Именно в эти мгновения она полюбила Нэйта Ричардсона, своего мужа, и отдала ему свое нерастраченное, жаждущее любви сердце, отдала полностью, без оговорок и без остатка.

Люди глазели на них. Не только на Нэйта в его съеживающемся костюме, но и на Чесс тоже. Она об этом и не подозревала, но у нее был необыкновенный, совершенно особенный смех. Он сразу приковывал внимание. Он начинался у нее в груди, а потом, бурля и искрясь, выплескивался из горла подобно тому, как шампанское, откупоренное чересчур быстро, бьет безудержной струей, стремясь поскорее вырваться из плена бутылки. В ее смехе звучала чистая, ничем не замутненная радость и ликующая свобода. Мало того, в нем был еще один, добавочный звук, будто говорящий, что она счастлива еще и оттого, что смеется. Это был удивительный призвук, что-то вроде мягкого грудного мурлыканья, более низкого, чем основной звук ее смеха. Когда она смеялась, казалось, что в ней, переливаясь через край, кипит и пенится сама квинтэссенция восторга.

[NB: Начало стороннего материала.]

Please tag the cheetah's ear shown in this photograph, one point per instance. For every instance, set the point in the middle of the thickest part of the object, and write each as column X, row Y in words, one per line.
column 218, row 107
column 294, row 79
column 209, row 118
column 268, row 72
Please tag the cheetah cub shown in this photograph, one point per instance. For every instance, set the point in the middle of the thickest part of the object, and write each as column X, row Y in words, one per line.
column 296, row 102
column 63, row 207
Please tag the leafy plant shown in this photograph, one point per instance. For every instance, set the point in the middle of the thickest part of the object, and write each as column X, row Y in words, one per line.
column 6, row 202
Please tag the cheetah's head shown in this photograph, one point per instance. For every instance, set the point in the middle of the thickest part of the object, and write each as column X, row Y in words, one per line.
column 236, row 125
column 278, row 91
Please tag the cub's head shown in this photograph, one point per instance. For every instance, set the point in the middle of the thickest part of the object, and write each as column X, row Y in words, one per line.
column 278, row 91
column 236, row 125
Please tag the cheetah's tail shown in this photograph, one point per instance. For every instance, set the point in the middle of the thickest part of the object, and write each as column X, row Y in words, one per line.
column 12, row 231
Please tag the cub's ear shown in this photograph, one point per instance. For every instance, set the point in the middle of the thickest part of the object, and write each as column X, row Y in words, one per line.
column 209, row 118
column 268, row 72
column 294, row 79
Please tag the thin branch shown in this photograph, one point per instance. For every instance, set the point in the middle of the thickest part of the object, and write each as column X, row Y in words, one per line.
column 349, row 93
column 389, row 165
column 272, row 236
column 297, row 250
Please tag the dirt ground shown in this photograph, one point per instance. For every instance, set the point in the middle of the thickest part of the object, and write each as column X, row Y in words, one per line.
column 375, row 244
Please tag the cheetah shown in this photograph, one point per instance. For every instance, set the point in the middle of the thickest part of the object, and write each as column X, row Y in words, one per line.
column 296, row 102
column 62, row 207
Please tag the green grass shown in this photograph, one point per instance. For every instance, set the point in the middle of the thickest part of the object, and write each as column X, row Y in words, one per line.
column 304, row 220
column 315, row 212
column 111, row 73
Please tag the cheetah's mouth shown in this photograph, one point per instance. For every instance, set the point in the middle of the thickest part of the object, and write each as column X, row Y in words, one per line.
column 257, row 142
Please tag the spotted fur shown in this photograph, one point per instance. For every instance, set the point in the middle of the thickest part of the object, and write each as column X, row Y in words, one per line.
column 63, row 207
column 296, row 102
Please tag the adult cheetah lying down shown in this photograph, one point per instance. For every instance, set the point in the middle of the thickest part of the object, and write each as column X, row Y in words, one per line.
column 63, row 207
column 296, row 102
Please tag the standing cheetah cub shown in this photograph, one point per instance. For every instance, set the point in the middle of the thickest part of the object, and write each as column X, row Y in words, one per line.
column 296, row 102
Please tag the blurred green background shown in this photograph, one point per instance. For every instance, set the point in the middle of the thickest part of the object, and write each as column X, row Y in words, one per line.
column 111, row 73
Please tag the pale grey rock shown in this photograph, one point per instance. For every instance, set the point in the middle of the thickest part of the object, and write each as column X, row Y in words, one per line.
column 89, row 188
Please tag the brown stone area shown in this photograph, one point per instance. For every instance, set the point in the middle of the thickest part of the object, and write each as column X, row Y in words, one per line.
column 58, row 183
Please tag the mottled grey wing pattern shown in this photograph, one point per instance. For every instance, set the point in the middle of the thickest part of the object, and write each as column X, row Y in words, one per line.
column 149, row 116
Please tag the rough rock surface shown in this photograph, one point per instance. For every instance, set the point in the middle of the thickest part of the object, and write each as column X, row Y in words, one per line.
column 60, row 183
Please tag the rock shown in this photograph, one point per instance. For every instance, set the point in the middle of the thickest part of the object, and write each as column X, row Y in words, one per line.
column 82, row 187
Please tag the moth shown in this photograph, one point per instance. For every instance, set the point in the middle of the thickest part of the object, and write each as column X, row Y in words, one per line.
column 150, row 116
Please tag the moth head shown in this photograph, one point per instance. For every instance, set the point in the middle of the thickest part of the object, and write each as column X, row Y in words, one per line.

Нэйт был ошеломлен и этим смехом, и той внезапной переменой, которая вдруг произошла в ней. Она, как и раньше, была чересчур бледна и худа. Ее волосы по-прежнему казались безжизненными, бесцветными. Сшитое не по фигуре платье делало ее еще выше и худощавее, чем она была на самом деле.

Но широкая улыбка, сопровождавшая ее смех, открыла красивые, ровные зубы, а улыбающиеся серые глаза потемнели и засияли.

«Она словно ожила, — подумал Нэйт. — Сейчас она выглядит живой, а раньше казалось, что она мертвая, но продолжает ходить по земле с открытыми глазами».

Нэйт и не подозревал, насколько он прав. Чесс и правда чувствовала себя так, словно она неким странным и чудным образом ожила — впервые в жизни.

Так вот, что имели в виду поэты, когда описывали любовь… Почему же они не могли просто сказать, что, когда влюбляешься, все краски становятся ярче и резкие крики чаек звучат как музыка, что каждый булыжник на мостовой кажется тебе громадной, бесценной черной жемчужиной, что начинаешь ясно различать каждый листок на каждом дереве и видишь, как он прекрасен, что ноги так и просятся танцевать и что мир полон безграничных возможностей для счастья, ибо в нем живет Натэниэл Ричардсон и находит его смешным и добрым.

Глава 5

Теперь Чесс могла заговорить с Нэйтом, чувствуя себя намного уверенней. От захватившего ее чувства у нее кружилась голова, но она не догадывалась, насколько это заметно со стороны, и потому не смущалась. К тому же она могла ему помочь, могла что-то для него сделать.

— Тебе надо снять эту одежду, пока она тебя еще не задушила, — спокойно сказала она. — Пойдем со мной. У одного из друзей моего отца есть контора вот в этом здании. Там ты сможешь обсохнуть. А что до багажа, то я попрошу кого-нибудь из служащих, чтобы его поместили в надежное место.

Нэйт поднял с земли ящик с моделью.

— Это я лучше оставлю у себя. Пошли.

На стене здания огромными буквами была выведена надпись: «Аллен и Джинтер». У Нэйта загорелись глаза. Он знал, что это самая большая сигаретная компания на Юге. Ему уже давно хотелось побывать в этом здании, на их фабрике. Вслед за Чесс он вошел внутрь.